How do kmeans know how to cluster documents when we only feed it tfidf vectors of individual words?

I use scikit to learn the Kmeans algorithm to comment on comments.

sentence_list=['hello how are you', "I am doing great", "my name is abc"] vectorizer=TfidfVectorizer(min_df=1, max_df=0.9, stop_words='english', decode_error='ignore') vectorized=vectorizer.fit_transform(sentence_list) km=KMeans(n_clusters=num_clusters, init='k-means++',n_init=10, verbose=1) km.fit(vectorized) 

when I print the output with vectorized, it gives me an index of words and ratings of the tf-idf index.

So I'm interested, given that we get only the number of words tfidf, how do we manage cluster documents based on individual words, rather than evaluating the entire document? Or perhaps it is. Can someone explain to me the concept of this?

+5
source share
2 answers

You should see how the Kmeans algorithm works . At first, stop words never reach vectorized , so vectorized are completely ignored and have no effect on how document clusters are. Now suppose you have:

 sentence_list=["word1", "word2", "word2 word3"] 
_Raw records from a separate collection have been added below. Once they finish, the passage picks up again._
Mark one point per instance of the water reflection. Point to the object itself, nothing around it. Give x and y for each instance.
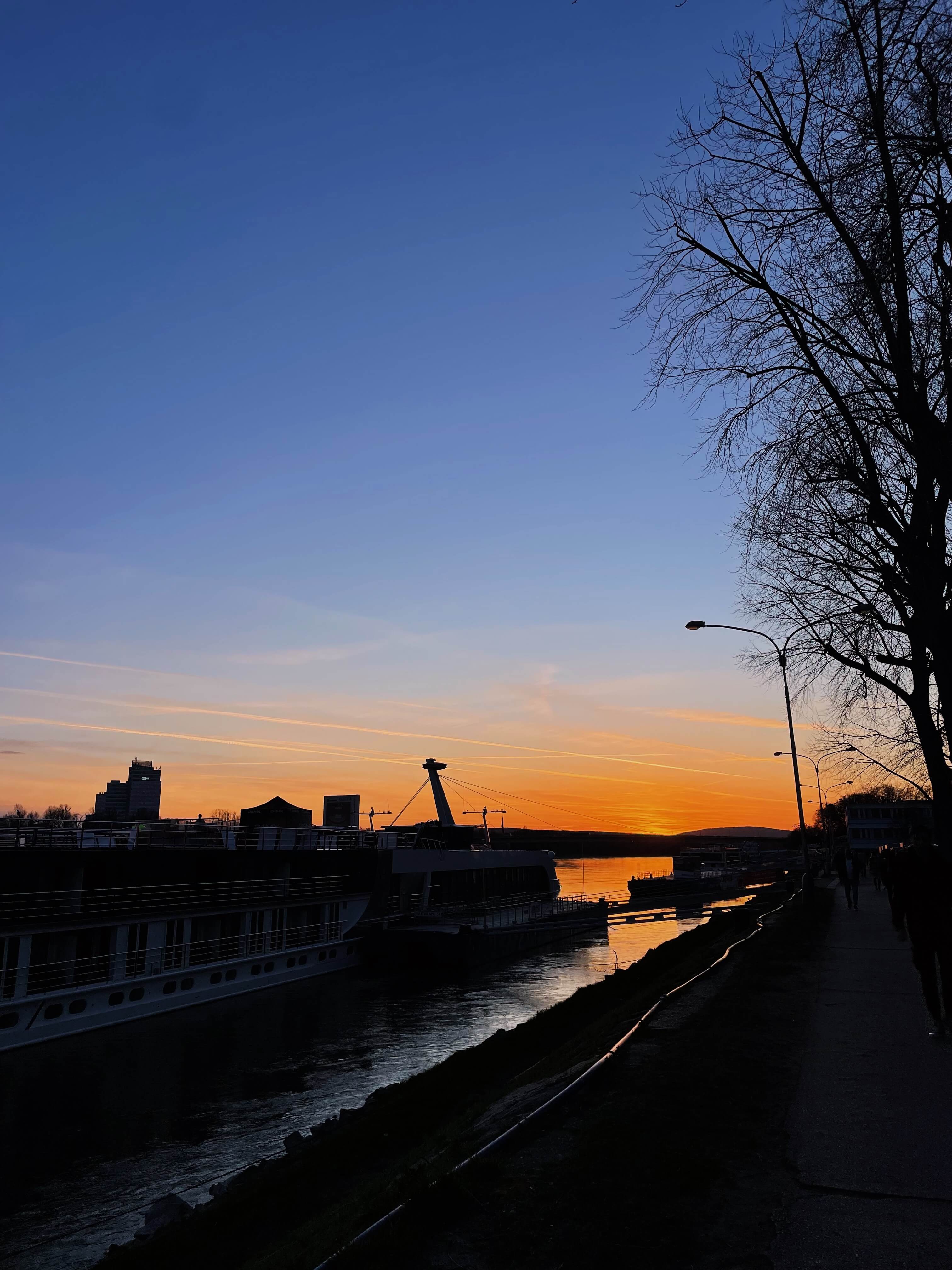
(96, 1128)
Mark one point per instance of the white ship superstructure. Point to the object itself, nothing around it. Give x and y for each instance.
(110, 923)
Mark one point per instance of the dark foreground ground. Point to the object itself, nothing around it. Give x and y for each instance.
(675, 1158)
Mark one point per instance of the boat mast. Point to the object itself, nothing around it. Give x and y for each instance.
(440, 798)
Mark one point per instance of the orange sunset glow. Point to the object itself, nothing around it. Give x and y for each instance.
(552, 756)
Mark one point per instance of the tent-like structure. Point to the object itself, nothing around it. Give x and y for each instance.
(277, 812)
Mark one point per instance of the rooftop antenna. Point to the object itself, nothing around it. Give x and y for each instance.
(487, 811)
(372, 813)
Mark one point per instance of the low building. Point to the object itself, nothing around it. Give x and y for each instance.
(885, 825)
(277, 812)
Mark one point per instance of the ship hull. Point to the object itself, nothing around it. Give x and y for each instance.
(58, 1015)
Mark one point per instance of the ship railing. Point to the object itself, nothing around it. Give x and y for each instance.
(54, 977)
(56, 905)
(188, 835)
(498, 911)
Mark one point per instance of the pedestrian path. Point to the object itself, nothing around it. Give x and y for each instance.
(871, 1126)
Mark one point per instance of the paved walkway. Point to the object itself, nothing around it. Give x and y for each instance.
(871, 1126)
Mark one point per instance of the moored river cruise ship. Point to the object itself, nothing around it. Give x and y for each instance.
(107, 924)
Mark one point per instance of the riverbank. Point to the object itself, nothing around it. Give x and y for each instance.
(296, 1211)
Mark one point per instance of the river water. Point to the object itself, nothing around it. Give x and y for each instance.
(96, 1128)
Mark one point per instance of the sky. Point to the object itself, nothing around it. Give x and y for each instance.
(324, 449)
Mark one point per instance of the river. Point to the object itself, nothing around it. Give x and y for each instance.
(96, 1128)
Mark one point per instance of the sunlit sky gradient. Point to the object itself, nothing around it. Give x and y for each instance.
(323, 450)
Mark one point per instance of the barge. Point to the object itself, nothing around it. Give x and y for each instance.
(108, 924)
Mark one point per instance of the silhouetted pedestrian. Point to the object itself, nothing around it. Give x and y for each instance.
(856, 869)
(840, 864)
(876, 869)
(922, 896)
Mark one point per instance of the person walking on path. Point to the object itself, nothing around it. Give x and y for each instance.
(922, 897)
(856, 870)
(840, 864)
(876, 869)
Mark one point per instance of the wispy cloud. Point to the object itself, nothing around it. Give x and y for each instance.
(308, 656)
(101, 666)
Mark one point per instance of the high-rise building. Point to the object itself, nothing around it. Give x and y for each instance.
(135, 799)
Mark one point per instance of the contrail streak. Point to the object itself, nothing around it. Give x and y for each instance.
(99, 666)
(385, 732)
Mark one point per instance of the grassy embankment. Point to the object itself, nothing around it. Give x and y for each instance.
(294, 1212)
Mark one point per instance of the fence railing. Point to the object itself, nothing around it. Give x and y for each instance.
(532, 905)
(53, 977)
(131, 901)
(188, 835)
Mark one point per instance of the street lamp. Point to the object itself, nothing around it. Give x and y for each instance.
(846, 750)
(781, 651)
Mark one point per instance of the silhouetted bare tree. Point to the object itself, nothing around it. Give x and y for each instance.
(798, 283)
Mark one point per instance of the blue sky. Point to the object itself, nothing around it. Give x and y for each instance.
(318, 399)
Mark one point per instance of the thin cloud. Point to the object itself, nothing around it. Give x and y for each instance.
(102, 666)
(305, 656)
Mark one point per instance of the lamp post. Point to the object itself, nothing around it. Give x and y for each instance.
(781, 651)
(827, 799)
(847, 750)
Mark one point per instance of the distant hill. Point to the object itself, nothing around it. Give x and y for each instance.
(738, 831)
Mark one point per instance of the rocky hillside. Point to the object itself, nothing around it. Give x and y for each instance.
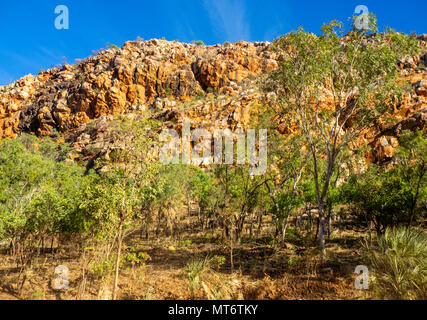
(210, 85)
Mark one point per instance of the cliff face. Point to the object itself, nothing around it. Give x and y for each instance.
(123, 80)
(168, 77)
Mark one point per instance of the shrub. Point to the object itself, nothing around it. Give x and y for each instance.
(399, 265)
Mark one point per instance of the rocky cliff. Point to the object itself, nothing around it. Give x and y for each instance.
(211, 85)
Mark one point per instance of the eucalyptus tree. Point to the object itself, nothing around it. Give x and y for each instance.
(331, 88)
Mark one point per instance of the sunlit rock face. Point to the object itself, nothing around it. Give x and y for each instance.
(213, 86)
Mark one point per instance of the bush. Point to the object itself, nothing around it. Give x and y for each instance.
(399, 265)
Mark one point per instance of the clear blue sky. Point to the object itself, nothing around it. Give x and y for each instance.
(30, 42)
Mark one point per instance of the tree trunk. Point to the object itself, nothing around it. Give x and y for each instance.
(119, 251)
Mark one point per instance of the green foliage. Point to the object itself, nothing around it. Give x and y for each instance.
(391, 196)
(398, 265)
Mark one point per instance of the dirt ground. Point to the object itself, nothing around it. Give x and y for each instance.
(262, 270)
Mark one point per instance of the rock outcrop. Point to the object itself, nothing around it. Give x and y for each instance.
(214, 86)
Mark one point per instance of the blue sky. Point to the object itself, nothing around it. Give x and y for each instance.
(30, 42)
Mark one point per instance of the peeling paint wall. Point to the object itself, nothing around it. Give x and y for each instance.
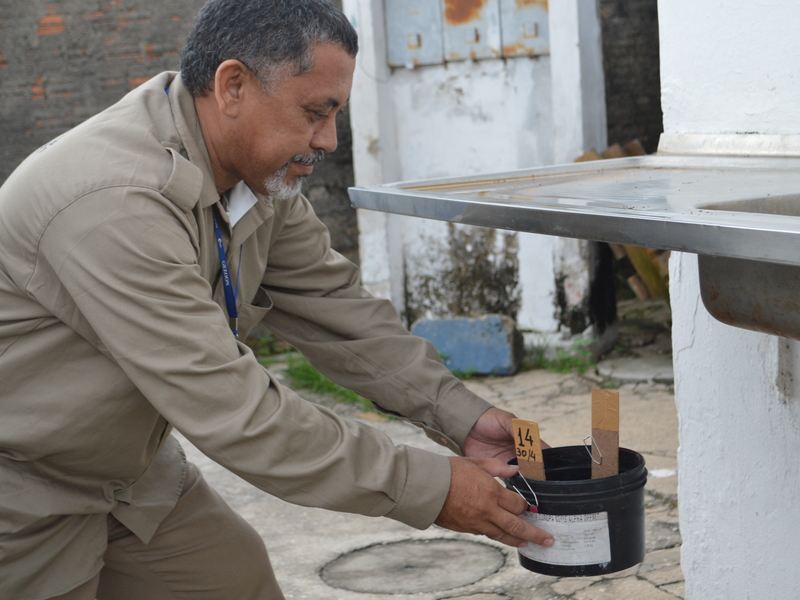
(469, 117)
(63, 62)
(731, 68)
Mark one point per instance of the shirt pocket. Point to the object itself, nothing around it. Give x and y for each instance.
(251, 314)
Let's say you need 2 clusters. In this case, you expect the second and third documents to be in the same cluster, because they have a common word. Let's see how this happens.

The numerical representation of vectorized documents looks like this:

 word1 word3 word2 1 0.000000 0.000000 # doc 1 0 1.000000 0.000000 # doc 2 0 0.605349 0.795961 # doc 3 

At the first Kmeans stage, some centroids are randomly selected from the data, for example, document 1 and document 3 will be the initial centroids:

 Centroid 1: [1, 0.000000, 0.000000] Centroid 2: [0, 0.605349, 0.795961] 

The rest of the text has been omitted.